Quando a polícia invadiu alto do morro da Vila Cruzeiro, a casa de Daniele Cristina da Silva Nicanor, 22 anos, tinha cerca de 15 pessoas no seu interior. Primos, sobrinhos, vizinhos e colegas de trabalho haviam se refugiado lá, com medo dos tiros. A casa de alvenaria, composta de sala, cozinha, quarto e banheiro estava uma das janelas abertas. Com a aproximação de um helicóptero da polícia, Ronald Henrique Nicanor, 21 anos, primo de Daniele decidiu fechá-lá. Foi atingido com um tiro no braço direito.
"A situação que estamos vivendo é muito grave, é muito duro você estar dentro de casa e ver seu marido ferido dessa maneira", afirmou Mara Francisco da Cunha, mulher da vítima, grávida de três meses.
Daniele descreve a situação: "a casa estava cheia de crianças e estava todo mundo apavorado. O Ronald é trabalhador, camelô. Não foi trabalhar hoje com medo desse cerco todo", afirmou. De acordo com ela, ele vende relógios e pulseiras na Uruguaiana, região de comércio popular do Rio de Janeiro. "Não sei de onde veio o tiro, mas veio de cima. Sangrou muito", disse.
Daniele se disse inconformada com a atuação da polícia, diferente das comunidades que foram pacificadas. "Para a implantação das Unidades Pacificadoras de Polícia (UPPs) não morreu nenhum morador, nem houve confronto. Qual é a diferença aqui? Bandido não é bandido sozinho. Para cada um que tem aqui, são vários em Brasília", disse.
Segundo ela, o rapaz foi socorrido por um pedreiro que passava pelo local e chegou ao Hospital Getúlio Vargas, no bairro Penha, em cerca de 20 minutos. "Pela minha família eu vou até o inferno. Paramos o carro na rua e ele nos trouxe aqui. Enrolamos o braço dele com uma faixa para não perder sangue", afirmou.
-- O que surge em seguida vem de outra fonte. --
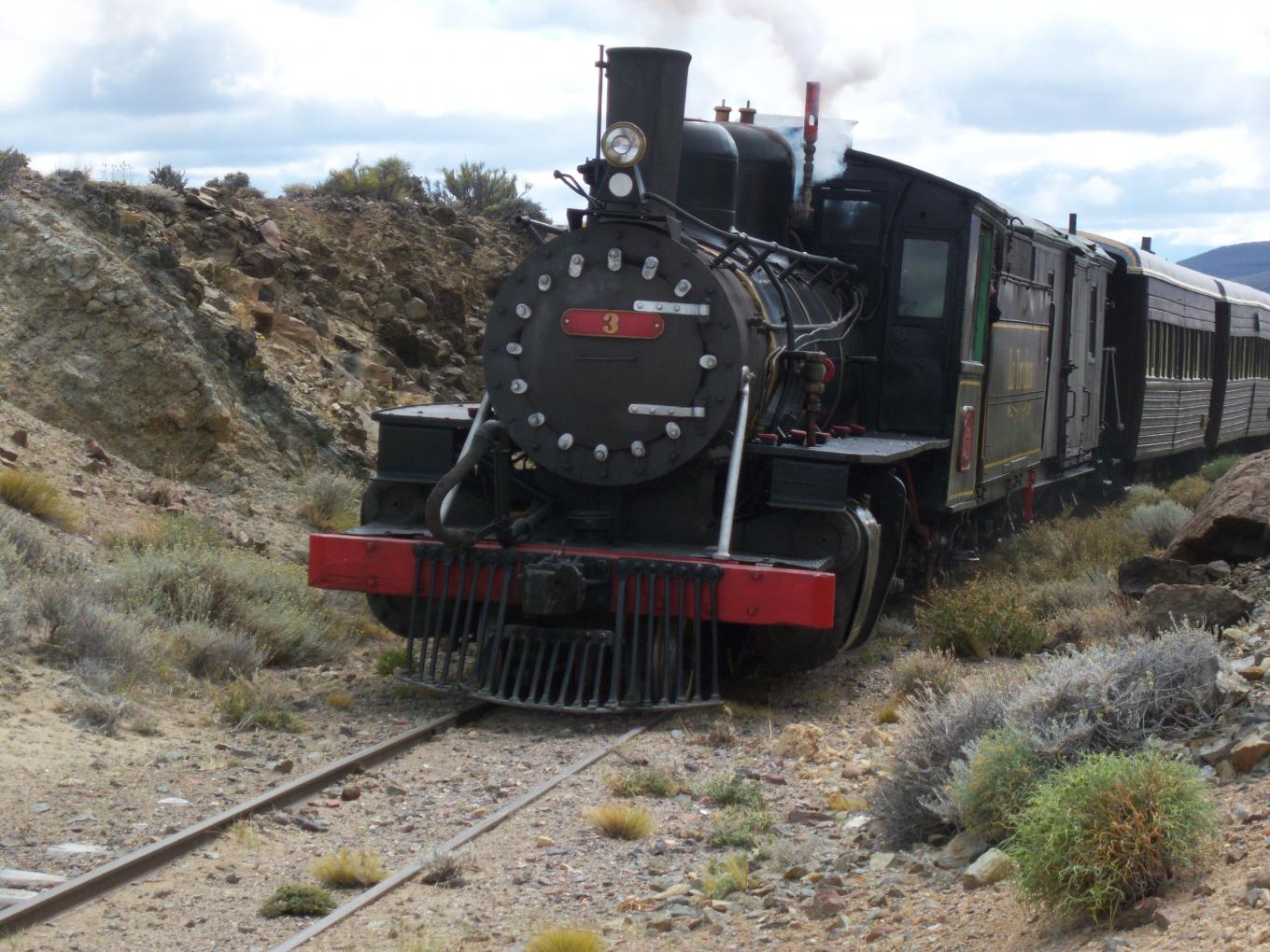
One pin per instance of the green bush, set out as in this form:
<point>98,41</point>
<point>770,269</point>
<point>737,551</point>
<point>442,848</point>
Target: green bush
<point>390,179</point>
<point>331,500</point>
<point>734,791</point>
<point>991,787</point>
<point>1159,522</point>
<point>492,193</point>
<point>297,900</point>
<point>11,162</point>
<point>169,176</point>
<point>236,591</point>
<point>1108,832</point>
<point>980,619</point>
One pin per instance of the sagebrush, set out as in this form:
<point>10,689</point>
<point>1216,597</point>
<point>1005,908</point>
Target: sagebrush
<point>1110,831</point>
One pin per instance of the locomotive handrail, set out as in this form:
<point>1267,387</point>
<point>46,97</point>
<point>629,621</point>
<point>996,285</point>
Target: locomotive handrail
<point>758,247</point>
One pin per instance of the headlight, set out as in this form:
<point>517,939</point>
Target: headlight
<point>623,145</point>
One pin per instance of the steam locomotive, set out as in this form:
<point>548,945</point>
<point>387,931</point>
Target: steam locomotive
<point>724,415</point>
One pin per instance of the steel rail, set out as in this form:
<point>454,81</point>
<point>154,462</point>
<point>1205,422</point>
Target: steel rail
<point>131,866</point>
<point>479,829</point>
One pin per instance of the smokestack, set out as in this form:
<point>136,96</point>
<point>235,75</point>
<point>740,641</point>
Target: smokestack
<point>649,85</point>
<point>811,130</point>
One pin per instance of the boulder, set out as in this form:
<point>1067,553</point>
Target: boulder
<point>991,867</point>
<point>1234,521</point>
<point>1136,575</point>
<point>1206,606</point>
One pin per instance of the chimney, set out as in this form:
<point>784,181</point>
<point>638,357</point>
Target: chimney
<point>648,85</point>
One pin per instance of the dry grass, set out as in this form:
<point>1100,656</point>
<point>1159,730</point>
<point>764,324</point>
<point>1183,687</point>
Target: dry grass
<point>642,781</point>
<point>1189,490</point>
<point>565,940</point>
<point>35,493</point>
<point>261,702</point>
<point>331,500</point>
<point>620,820</point>
<point>346,868</point>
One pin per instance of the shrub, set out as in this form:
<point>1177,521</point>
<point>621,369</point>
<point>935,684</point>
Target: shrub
<point>388,662</point>
<point>1143,494</point>
<point>561,940</point>
<point>727,876</point>
<point>348,868</point>
<point>238,591</point>
<point>642,781</point>
<point>235,183</point>
<point>260,702</point>
<point>1159,522</point>
<point>980,619</point>
<point>1108,697</point>
<point>1108,832</point>
<point>492,193</point>
<point>734,791</point>
<point>35,493</point>
<point>924,672</point>
<point>446,868</point>
<point>390,179</point>
<point>620,820</point>
<point>1216,469</point>
<point>1067,547</point>
<point>79,628</point>
<point>11,162</point>
<point>740,827</point>
<point>296,899</point>
<point>1189,490</point>
<point>27,541</point>
<point>216,654</point>
<point>332,500</point>
<point>169,178</point>
<point>992,785</point>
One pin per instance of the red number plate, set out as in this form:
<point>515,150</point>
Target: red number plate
<point>588,323</point>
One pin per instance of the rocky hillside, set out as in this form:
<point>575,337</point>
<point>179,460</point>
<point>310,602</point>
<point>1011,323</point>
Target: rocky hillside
<point>1248,263</point>
<point>214,339</point>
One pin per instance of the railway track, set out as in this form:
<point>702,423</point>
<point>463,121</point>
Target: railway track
<point>145,862</point>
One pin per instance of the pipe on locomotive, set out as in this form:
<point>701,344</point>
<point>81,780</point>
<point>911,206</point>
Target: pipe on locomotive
<point>649,87</point>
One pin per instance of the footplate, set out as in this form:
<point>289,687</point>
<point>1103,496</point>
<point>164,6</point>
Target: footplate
<point>653,644</point>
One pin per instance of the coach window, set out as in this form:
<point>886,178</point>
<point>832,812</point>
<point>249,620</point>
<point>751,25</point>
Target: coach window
<point>924,278</point>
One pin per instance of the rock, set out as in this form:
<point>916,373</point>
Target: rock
<point>1149,910</point>
<point>826,904</point>
<point>1232,524</point>
<point>1164,606</point>
<point>1136,575</point>
<point>988,868</point>
<point>799,740</point>
<point>1249,751</point>
<point>962,850</point>
<point>75,849</point>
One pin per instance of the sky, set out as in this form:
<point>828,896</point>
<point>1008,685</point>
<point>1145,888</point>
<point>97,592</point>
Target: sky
<point>1143,119</point>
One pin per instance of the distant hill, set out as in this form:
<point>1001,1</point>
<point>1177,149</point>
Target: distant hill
<point>1248,263</point>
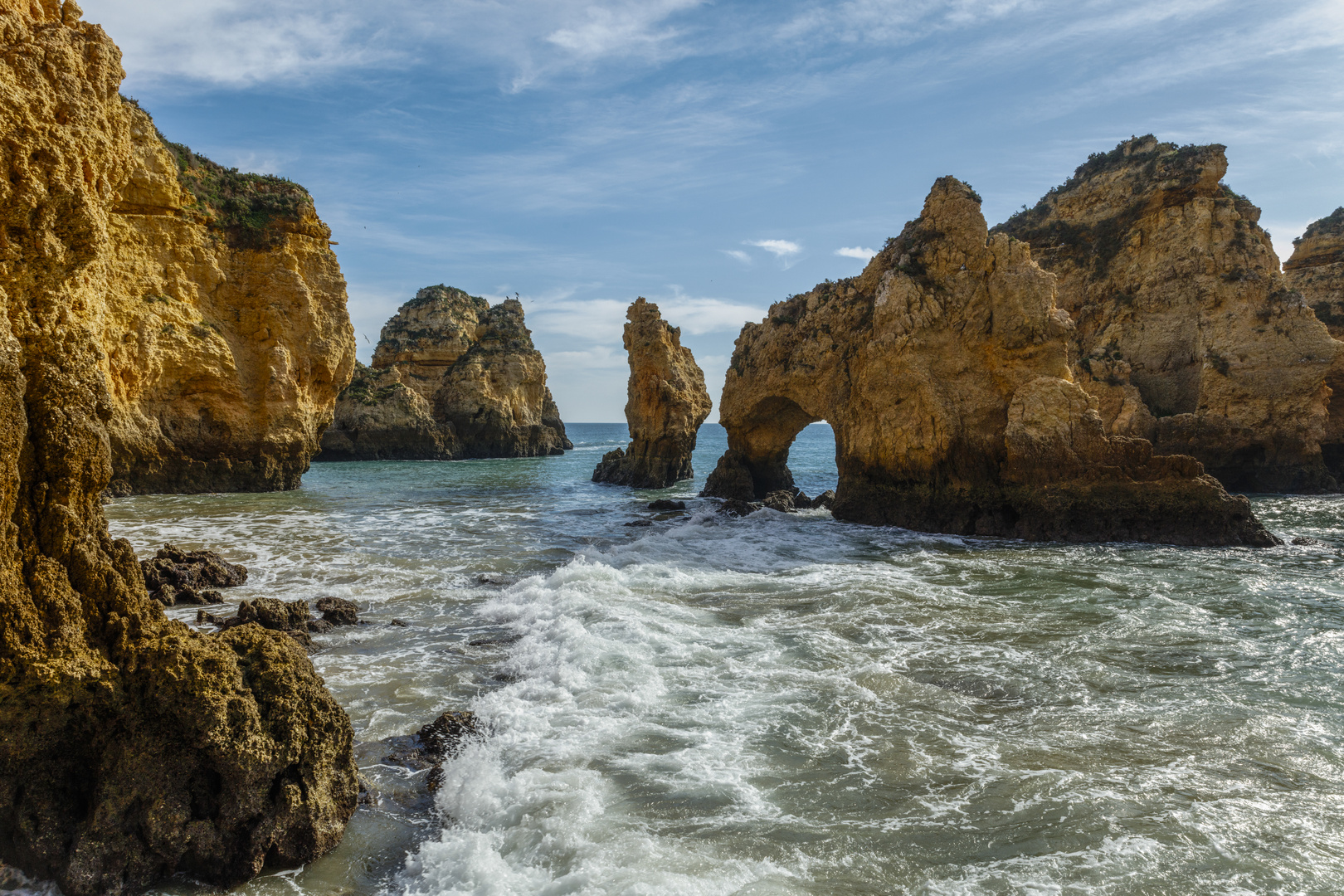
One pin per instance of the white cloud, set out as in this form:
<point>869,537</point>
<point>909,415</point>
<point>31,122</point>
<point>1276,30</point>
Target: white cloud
<point>778,247</point>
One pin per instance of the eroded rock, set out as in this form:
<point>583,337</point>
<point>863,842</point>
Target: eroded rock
<point>452,377</point>
<point>944,371</point>
<point>1316,273</point>
<point>223,324</point>
<point>134,748</point>
<point>667,403</point>
<point>1186,332</point>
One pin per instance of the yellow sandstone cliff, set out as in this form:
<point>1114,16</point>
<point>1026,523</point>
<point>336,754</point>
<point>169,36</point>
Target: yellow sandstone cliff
<point>944,373</point>
<point>225,325</point>
<point>452,377</point>
<point>1186,331</point>
<point>667,403</point>
<point>130,747</point>
<point>1316,270</point>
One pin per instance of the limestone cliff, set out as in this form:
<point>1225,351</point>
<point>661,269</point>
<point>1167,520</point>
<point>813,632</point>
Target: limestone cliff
<point>665,405</point>
<point>226,332</point>
<point>944,373</point>
<point>1316,271</point>
<point>134,747</point>
<point>449,358</point>
<point>1186,332</point>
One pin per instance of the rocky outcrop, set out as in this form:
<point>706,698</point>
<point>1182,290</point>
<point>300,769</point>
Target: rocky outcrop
<point>665,405</point>
<point>134,747</point>
<point>225,329</point>
<point>944,373</point>
<point>1316,271</point>
<point>452,377</point>
<point>1186,332</point>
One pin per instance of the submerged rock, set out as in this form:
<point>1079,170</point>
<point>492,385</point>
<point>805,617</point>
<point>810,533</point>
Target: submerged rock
<point>452,377</point>
<point>188,577</point>
<point>134,748</point>
<point>667,403</point>
<point>1186,332</point>
<point>1316,271</point>
<point>944,371</point>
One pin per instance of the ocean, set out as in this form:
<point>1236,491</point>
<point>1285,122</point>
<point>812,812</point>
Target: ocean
<point>791,704</point>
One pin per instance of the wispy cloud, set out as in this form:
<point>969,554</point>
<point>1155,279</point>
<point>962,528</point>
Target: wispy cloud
<point>782,249</point>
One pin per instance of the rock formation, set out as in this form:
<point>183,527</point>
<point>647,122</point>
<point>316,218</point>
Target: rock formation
<point>134,747</point>
<point>452,377</point>
<point>225,331</point>
<point>1186,332</point>
<point>944,373</point>
<point>665,405</point>
<point>1316,271</point>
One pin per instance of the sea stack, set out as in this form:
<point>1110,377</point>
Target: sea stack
<point>1316,271</point>
<point>944,371</point>
<point>665,405</point>
<point>134,748</point>
<point>452,377</point>
<point>225,332</point>
<point>1186,334</point>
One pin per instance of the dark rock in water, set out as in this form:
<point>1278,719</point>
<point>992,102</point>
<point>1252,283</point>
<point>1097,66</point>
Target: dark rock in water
<point>739,508</point>
<point>824,500</point>
<point>442,735</point>
<point>339,611</point>
<point>177,577</point>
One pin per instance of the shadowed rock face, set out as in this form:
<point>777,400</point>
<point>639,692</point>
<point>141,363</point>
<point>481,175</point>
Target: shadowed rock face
<point>225,324</point>
<point>665,407</point>
<point>1316,271</point>
<point>1186,332</point>
<point>944,373</point>
<point>452,377</point>
<point>134,747</point>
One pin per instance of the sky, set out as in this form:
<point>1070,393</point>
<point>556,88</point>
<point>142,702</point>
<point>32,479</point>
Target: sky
<point>713,158</point>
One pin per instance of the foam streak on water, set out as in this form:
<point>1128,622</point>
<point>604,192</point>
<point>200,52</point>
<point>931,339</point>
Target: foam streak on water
<point>788,704</point>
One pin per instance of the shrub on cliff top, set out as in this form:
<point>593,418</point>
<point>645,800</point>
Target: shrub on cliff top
<point>242,204</point>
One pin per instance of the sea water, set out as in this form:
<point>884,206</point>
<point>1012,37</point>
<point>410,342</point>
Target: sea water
<point>789,704</point>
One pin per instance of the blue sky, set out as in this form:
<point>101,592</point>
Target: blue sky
<point>714,158</point>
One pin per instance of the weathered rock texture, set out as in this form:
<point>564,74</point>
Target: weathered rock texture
<point>452,377</point>
<point>1186,332</point>
<point>226,332</point>
<point>1316,271</point>
<point>665,405</point>
<point>132,747</point>
<point>944,373</point>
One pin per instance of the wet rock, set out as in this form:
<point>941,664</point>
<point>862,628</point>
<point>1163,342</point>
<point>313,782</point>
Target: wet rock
<point>178,577</point>
<point>339,611</point>
<point>739,508</point>
<point>823,500</point>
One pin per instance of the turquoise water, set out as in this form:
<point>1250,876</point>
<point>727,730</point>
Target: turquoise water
<point>789,704</point>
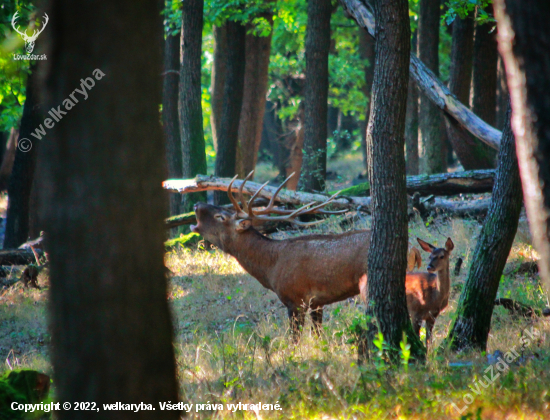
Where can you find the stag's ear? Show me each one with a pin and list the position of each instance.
(425, 245)
(242, 225)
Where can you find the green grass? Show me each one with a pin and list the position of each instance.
(232, 345)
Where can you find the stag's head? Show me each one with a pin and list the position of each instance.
(439, 257)
(29, 39)
(224, 226)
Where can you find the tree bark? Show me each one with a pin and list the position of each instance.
(475, 308)
(257, 49)
(411, 130)
(226, 154)
(111, 329)
(8, 159)
(484, 74)
(170, 114)
(429, 84)
(524, 40)
(366, 51)
(22, 174)
(429, 115)
(219, 68)
(387, 259)
(190, 106)
(314, 167)
(471, 152)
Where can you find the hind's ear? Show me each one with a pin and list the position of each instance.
(242, 225)
(425, 245)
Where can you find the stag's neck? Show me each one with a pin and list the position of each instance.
(444, 284)
(257, 254)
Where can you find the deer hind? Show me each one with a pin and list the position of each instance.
(428, 292)
(29, 40)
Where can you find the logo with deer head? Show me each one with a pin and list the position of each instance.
(29, 39)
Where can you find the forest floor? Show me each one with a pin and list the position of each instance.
(232, 345)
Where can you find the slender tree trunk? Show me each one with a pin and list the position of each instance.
(471, 152)
(258, 49)
(503, 96)
(524, 40)
(475, 308)
(111, 330)
(429, 114)
(366, 50)
(411, 121)
(314, 167)
(170, 115)
(484, 78)
(22, 175)
(226, 155)
(218, 80)
(385, 144)
(190, 107)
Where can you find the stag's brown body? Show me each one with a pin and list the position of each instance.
(305, 272)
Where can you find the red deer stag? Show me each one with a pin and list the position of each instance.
(305, 272)
(428, 293)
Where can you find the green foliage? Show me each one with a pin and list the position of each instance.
(464, 8)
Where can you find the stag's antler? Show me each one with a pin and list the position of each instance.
(35, 34)
(286, 215)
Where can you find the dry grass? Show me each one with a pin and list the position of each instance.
(232, 345)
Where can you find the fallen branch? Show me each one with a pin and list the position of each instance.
(429, 84)
(466, 182)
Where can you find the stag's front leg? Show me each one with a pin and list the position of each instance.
(317, 318)
(297, 318)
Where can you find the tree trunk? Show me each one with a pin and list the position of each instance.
(366, 51)
(22, 175)
(8, 158)
(226, 154)
(170, 114)
(411, 129)
(387, 259)
(503, 96)
(475, 308)
(429, 84)
(471, 152)
(524, 37)
(429, 114)
(111, 329)
(190, 93)
(219, 67)
(314, 166)
(258, 49)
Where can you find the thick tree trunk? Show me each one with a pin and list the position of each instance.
(111, 330)
(258, 49)
(22, 175)
(475, 308)
(429, 84)
(366, 50)
(431, 140)
(217, 83)
(226, 155)
(170, 114)
(190, 106)
(471, 152)
(387, 259)
(314, 168)
(524, 40)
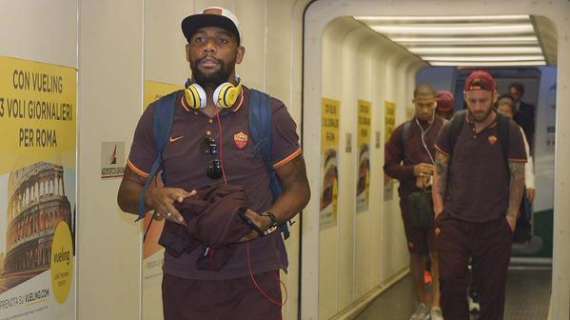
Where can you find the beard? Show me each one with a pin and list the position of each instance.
(212, 80)
(480, 116)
O homem que socorreu a vítima disse ter feito apenas a sua obrigação. "Não se pode negar ajuda a ninguém. Eu o trouxe aqui e espero que ele saia bem".
Feridos na quinta-feira
Após o confronto desta tarde de quinta-feira, seis feridos, incluindo Ronald, deram entrada no Hospital Getúlio Vargas, próximo à comunidade de Vila Cruzeiro, segundo os dados da Secretaria Estadual de Saúde do Rio de Janeiro.
Além de Ronald, José Pereira, 32 anos, levou um tiro no tornozelo esquerdo e já teve alta; Osmar Sabino Julião, 21 anos, levou um tiro no glúteo e já teve alta; Bruno da Silva, 24 anos, levou um tiro no braço esquerdo e deve ter alta até o fim do dia; José Dantas, 43 anos, foi ferido por estilhaços de fuzil e continua internado; Marllon José Barbosa, 16 anos, levou um tiro no braço esquerdo e deve passar por cirurgia.
Na quarta-feira, outras 21 pessoas deram entrada no hospital feridas pelos conflitos, sendo que quatro delas morreram.